DOI: 10.3923/ppj.2014.71.86

URL: https://scialert.net/abstract/?doi=ppj.2014.71.86
 
Received: December 09, 2013; Accepted: March 07, 2014; Published: April 19, 2014

INTRODUCTION

Faba bean, Vicia faba L. (Fabaceae), is considered as one of the most important food legumes in Egypt. The faba bean is a major staple food crop in Africa. Farmers plant around four million hectares of beans which correspond to 20% of total crop area planted (Bond, 1987). Broad beans can get better soil productiveness and decline the incident of infections, under certain environmental conditions (Mwanamwenge et al., 1998). A number of viruses may cause severe diseases in faba bean crops. There are 15 different viruses in the genus Comovirus of the family Comoviridae, such as BBTMV. Vicia faba L. one of the most important host plant to BBTMV, including other legume plants like peas, (Quantz, 1953). Symptoms of BBTMV infection can be severe in cool includes mild mosaic, malformation and necrosis (Paul and Quantz, 1959). Salicylic Acid (SA) is a natural signaling molecule involved in plant defense response against pathogen infection. Its function in plant disease resistance is well recognized for plants, where it is required for basal resistance against pathogens as well as for the inducible defense mechanism, Systemic Acquired Resistance (SAR) which confers resistance against a broad-spectrum of pathogens. (Chaturvedi and Shah, 2007). Our study appraised the special effects of exogenous treatment SA on the disease severity, BBTMV infection percentage, protein patterns in cultivars, protein bands numerals, molecular weight for each band and percentage of bands in susceptible and tolerance broad bean cultivars.

MATERIAL AND METHODS

The DAS-ELISA technique was applied as described by Clark and Adams (1977) to measure BBTMV concentrations in the infected and (SA+V)-treated leaves using three antibodies BBTMV, BBSMV and BYMV were obtained from International center for Agricultural Research in the Dry Areas (ICARDA), Plant virology, P.O. Box 5466, Aleppo, Syria.

Four cultivars of faba bean, cv. Tribe White, Giza 3, Giza 717 and Sakha l) were planting in natural and favorable conditions suitable for broad bean growth. BBTMV used in these experiments was prepared from fresh severely infected leaves of faba bean cv. Giza 3. After 21 days of growth, plants with similar size were selected and divided into five groups. Each group consists of four replicates (a replicate is one pot containing three healthy plants). The namely of the groups was as follows, group 1: Control (sprayed with water), group 2: Inoculated with virus at the same time with the other groups, group 3: 50 μM (SA and BBTMV), group 4: 100 μM (SA and BBTMV), sprayed by SA and inoculated with virus 3 days later (SA and BBTMV) and group 5: 100 μM SA, sprayed without followed virus inoculation.

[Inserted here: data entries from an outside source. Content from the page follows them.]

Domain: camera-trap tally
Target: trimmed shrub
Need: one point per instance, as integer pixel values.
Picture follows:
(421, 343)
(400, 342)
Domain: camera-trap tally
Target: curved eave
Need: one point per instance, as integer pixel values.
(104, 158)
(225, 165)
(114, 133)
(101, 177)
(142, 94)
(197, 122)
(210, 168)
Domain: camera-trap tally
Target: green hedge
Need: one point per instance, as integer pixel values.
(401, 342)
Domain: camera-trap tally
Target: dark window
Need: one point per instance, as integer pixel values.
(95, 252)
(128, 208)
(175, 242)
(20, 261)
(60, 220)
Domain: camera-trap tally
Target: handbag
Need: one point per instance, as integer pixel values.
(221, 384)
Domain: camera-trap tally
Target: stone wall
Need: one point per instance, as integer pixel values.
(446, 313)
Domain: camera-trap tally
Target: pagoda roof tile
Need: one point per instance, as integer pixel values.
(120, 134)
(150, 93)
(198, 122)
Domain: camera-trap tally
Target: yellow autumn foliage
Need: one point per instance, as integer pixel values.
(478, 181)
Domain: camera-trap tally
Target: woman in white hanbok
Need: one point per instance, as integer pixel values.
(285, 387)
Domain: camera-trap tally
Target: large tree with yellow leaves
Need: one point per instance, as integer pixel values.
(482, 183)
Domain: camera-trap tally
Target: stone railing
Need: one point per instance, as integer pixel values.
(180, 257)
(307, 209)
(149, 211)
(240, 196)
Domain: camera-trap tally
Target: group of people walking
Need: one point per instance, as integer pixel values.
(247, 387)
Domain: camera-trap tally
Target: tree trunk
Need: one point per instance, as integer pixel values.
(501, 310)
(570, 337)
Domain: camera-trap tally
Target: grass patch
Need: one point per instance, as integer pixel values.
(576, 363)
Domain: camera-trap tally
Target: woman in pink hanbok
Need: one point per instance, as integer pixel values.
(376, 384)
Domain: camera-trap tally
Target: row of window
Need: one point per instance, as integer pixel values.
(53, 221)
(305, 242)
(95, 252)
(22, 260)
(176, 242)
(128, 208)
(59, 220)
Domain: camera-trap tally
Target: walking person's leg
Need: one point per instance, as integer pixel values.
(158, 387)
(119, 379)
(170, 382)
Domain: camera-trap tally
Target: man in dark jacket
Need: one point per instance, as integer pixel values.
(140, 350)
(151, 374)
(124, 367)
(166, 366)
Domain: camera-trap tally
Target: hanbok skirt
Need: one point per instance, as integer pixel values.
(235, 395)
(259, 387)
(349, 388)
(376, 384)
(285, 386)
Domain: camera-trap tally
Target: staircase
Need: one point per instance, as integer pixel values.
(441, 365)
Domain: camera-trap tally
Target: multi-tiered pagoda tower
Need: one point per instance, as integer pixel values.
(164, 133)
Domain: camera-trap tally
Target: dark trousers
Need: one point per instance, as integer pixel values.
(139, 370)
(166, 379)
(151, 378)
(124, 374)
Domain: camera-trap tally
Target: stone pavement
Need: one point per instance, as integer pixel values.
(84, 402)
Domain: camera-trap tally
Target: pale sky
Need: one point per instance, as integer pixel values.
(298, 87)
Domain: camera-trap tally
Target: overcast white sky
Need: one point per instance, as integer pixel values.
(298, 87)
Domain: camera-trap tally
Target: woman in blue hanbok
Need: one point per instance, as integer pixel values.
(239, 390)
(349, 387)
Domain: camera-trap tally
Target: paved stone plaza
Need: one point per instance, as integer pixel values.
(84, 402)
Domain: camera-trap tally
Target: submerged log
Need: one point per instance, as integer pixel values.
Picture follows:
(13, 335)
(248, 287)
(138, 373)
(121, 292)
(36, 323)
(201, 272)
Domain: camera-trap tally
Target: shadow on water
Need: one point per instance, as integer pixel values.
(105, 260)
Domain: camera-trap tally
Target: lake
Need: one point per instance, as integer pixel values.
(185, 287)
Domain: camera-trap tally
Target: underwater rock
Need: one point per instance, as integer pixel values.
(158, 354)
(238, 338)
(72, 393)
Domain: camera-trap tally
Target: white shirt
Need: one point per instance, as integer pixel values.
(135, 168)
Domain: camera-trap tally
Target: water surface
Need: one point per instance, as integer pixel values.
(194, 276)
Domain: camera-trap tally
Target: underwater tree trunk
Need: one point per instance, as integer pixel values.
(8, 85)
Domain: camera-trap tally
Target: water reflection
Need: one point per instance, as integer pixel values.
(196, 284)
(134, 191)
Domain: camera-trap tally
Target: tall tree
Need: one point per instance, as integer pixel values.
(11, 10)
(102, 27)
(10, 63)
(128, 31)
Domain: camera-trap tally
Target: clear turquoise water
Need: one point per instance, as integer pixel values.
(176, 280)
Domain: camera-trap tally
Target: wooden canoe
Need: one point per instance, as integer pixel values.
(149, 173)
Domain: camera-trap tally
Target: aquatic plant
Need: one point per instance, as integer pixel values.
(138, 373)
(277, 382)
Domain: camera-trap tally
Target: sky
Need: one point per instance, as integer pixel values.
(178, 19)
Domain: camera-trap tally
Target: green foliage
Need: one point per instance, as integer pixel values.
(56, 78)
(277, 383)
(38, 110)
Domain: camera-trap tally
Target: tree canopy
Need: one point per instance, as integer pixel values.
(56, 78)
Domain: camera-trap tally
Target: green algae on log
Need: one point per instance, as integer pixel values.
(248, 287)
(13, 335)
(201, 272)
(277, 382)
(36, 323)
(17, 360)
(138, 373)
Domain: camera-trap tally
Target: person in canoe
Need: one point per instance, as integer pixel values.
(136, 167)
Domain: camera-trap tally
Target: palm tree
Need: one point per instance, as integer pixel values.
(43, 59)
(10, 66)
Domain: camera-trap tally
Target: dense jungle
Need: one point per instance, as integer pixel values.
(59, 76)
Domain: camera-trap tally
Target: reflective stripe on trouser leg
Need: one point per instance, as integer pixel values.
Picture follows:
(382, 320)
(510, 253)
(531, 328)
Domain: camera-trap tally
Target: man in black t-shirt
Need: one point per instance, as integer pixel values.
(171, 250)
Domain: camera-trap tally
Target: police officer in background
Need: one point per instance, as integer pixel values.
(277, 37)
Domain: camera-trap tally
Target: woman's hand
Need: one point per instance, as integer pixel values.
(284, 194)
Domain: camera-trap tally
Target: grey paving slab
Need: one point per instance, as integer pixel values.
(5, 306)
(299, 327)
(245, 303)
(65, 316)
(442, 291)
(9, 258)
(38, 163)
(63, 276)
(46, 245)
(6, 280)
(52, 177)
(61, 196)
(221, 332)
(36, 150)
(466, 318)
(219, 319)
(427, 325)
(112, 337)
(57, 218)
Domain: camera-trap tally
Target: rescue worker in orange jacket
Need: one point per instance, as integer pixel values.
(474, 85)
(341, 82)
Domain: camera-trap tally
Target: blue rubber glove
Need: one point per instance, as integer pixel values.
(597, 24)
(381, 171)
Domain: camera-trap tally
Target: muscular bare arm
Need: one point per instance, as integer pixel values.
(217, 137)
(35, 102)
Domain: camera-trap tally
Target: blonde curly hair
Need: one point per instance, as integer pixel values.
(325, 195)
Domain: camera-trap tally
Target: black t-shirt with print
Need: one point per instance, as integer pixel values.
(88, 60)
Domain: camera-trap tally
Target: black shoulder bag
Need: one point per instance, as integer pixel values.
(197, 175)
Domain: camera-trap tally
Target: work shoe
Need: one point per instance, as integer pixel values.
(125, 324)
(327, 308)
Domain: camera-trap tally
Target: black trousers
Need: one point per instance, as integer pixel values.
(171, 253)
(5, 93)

Every part of plant leaves were sprayed by SA treated. All leaves were mechanically inoculated by BBTMV inoculation after three days from SA spraying (Radwan et al., 2008). Disease severity and percentage of infection were calculated after 21 days from seedling inoculation and were recorded according to the subsequent balance (0) No external symptoms, (1) Light mottling and crinkling, (2) Mottling and crinkling, (3) Strict mosaic, size diminution and (4) Deformation. Disease Severity (DS) values were calculated using the following formula according to Yang et al. (1996):

The youngest developed leaves from both control and treated plants from four cultivars broad bean were collected after three weeks from inoculation for analysis of changes, 50 mg dry tissues of each cultivar from four broad bean leave cultivars infected and uninfected by BBTMV were treated with different salicylic acid concentrations and compared with control. the leaves cultivars were crocheted and extracted with SDS reducing buffer to determine the total soluble protein contents.

SDS-PAGE procedure was portrayed by Laemmli (1970). Gels were photographed and scanned by Gel Doc Bio-Rad System (Gel-Pro analyzer V3) t determine the percentage of similarity of four broad bean leaves cultivars of each treatment group and electrophoretic profile of total soluble protein extracted from treated and untreated four broad bean leaved cultivars.

ANOVA type one-way were used to calculated the noteworthy diversity in the averages of the experimental treatments. A probability at level of 0.05 or less was measured considerable.

RESULTS AND DISUSSION

The leaf cultivars of broad bean (Tribe White, Giza 3, Giza 717 and Sakha l) were exhibited systemic rigorous symptom under BBTMV inoculation compared with non-inoculated. Novel symptoms appeared including mosaic and crinkling, size diminution and malformation in susceptible cultivars cv. Giza 3 and Tribe White (Fig. 1), other than, mild mosaic, size reduction and light mottling in tolerant cultivars CV. Giza 717 and Sakha l (Fig. 2). On the other hand, SA treatments diminished the exterior of damaging symptoms reasoned by virus progress, principally when the leaves were treated with 100 μM SA under BBTMV infection while 100 μM (SA+V) treated leaves had no celebrate symptoms. On the other hand, mild BBTMV symptoms were observed by 50 μM (SA+V) application (Radwan et al., 2007;Radwan et al., 2008). This type of the systemic resistance might be initiated by SA is spraying in broad bean plants against BYMV Elbadry et al. (2006).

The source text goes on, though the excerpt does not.